2016-07-27
May 17, 2002

BRIDGEPORT, Conn. -- A Connecticut bishop who sent a priest accused of molesting children to a psychiatric facility for evaluation said Friday the man's suicide did not eradicate all the good he had done.

The Rev. Alfred J. Bietighofer, 64, was found hanged Thursday at the St. Luke Institute in Maryland. He was the second Roman Catholic priest accused of sexually molesting children to commit suicide recently.

Bietighofer was found dead in his dormitory-style room at St. Luke, a facility in Adelphi, Md., where priests and nuns are treated for problems such as substance abuse and pedophilia.

The Rev. Stephen J. Rossetti, president and chief executive officer of St. Luke, said in a statement: "We are sad to inform you that a client here for evaluation died today, apparently by suicide."

Bietighofer had served in the Bridgeport, Conn., diocese until his removal on April 29 after allegations surfaced that he had molested children.

On April 4, a priest in Ohio shot himself to death following allegations he had molested a girl, and earlier this week a priest accused of molesting a boy was seriously wounded in Baltimore by his alleged victim.

Bietighofer, ordained in 1965, was stripped of his priestly duties and sent to St.
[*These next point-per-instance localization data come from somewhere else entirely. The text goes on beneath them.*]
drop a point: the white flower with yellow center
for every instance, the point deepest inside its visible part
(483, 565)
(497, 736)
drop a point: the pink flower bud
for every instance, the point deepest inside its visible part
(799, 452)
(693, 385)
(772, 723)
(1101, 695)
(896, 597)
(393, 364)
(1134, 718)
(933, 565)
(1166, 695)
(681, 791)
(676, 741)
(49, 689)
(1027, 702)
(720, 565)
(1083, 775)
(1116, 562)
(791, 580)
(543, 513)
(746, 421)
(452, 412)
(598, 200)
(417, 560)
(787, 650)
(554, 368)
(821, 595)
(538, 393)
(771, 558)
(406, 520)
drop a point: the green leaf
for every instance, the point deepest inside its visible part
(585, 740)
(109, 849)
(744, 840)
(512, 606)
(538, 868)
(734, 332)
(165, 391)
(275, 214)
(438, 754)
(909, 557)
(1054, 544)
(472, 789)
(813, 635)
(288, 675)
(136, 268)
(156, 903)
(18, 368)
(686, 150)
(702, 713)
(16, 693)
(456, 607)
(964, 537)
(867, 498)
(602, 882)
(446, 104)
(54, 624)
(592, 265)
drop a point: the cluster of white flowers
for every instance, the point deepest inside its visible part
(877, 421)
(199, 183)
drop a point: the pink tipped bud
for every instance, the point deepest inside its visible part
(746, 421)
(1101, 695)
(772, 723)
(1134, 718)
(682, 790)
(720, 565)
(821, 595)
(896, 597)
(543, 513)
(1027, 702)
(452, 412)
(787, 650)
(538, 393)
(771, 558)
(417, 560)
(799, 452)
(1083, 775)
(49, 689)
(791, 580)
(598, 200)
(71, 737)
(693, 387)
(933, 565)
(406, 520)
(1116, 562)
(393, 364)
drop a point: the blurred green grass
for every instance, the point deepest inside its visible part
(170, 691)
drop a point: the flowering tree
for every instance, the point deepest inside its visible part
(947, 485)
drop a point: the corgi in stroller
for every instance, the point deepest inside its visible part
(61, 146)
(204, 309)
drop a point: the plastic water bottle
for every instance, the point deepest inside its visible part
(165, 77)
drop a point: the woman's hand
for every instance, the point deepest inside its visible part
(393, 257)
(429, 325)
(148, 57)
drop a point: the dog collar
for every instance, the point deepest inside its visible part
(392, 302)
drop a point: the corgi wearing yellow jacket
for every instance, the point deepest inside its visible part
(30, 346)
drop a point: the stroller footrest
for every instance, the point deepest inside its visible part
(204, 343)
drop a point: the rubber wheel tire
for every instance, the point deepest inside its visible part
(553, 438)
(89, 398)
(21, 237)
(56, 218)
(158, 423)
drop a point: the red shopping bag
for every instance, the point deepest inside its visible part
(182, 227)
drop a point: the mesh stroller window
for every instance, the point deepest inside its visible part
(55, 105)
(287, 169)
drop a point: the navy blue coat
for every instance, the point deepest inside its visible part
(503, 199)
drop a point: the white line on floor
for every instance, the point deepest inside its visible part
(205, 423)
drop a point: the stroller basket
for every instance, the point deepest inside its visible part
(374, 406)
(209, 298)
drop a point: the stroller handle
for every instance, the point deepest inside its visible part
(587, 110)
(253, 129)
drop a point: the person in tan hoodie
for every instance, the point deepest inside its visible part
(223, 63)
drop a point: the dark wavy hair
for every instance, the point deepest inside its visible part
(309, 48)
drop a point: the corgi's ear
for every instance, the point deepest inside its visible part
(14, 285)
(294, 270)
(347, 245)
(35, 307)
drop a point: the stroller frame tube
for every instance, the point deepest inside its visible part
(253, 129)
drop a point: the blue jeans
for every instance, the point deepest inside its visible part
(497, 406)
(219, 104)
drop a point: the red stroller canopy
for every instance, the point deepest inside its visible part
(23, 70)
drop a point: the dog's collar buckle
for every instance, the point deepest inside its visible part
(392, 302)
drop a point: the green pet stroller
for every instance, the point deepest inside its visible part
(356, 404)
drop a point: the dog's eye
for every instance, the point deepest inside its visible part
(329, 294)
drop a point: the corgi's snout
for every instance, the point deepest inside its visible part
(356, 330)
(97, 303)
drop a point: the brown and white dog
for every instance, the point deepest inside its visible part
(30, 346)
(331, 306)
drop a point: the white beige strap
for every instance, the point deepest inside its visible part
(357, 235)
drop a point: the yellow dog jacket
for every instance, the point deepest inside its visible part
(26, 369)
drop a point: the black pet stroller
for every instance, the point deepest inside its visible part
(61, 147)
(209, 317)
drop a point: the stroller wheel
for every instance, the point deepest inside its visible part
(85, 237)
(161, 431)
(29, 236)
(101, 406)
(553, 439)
Luke by Bridgeport Bishop William E. Lori, who took the action after interviewing two men who told him they were molested by the priest two decades ago when they were children.

In a statement read Friday in Bridgeport, Lori expressed sympathy for the priest's friends and family, and called for reconciliation with any victims. "We have lost a brother, a friend and a co-worker," Lori said. "I am very grateful to the priests who stayed in close contact with Father Bietighofer throughout this ordeal to help him in the process of healing."

Lori said, "The distressing circumstances surrounding his death do not eradicate all the good he did in the course of his priestly ministry of 37 years."

He added: "We must reach out in loving concern to any victims in our community with the spirit of reconciliation and with the spirit of peace. May God's peace reign in all our hearts."

Bietighofer was accused of fondling the men when they were youths attending Blessed Sacrament Church in Bridgeport.

"The allegations from the two gentlemen were credible enough to warrant immediate action," Lori said after removing Bietighofer from duty.

Attorney Jason E. Tremont, representing the two men and two other alleged victims, said in Friday's Boston Globe he has been contacted by six more men who also allege the priest sexually abused them as children.

Tremont said the alleged victims told him Bietighofer would pull them from classes at Blessed Sacrament and molest them in the rectory office, a bedroom or sometimes in the confessional.

One of the alleged victims, Mario Jaiman, said in Friday's Hartford Courant: "We wanted justice, we didn't want a death. This is not what we were looking for, and it comes with a barrage of feelings and maybe some guilt on our parts."

Jaiman said in Friday's Bridgeport Post, "I just feel he couldn't deal with the magnitude of what he was facing and with the guilt of the actions of his past."

The Post said Jaiman and Victor Negron, both 36, along with Len Pirulli, 37, and Manuel Gonzalez, 35, related in an April 28 interview how they had been molested on numerous occasions by Bietighofer between 1976 and 1982.

Jaiman and Negron, who were altar boys, said Bietighofer molested most of the 60 altar boys at the church under the guise of giving them sex education.

The men said they finally came forward after reading about other victims of clergy abuse, and were concerned Bietighofer would molest other children unless they came forward.

The current sexual abuse scandal has resulted in the dismissal or resignation of more than 100 priests around the nation.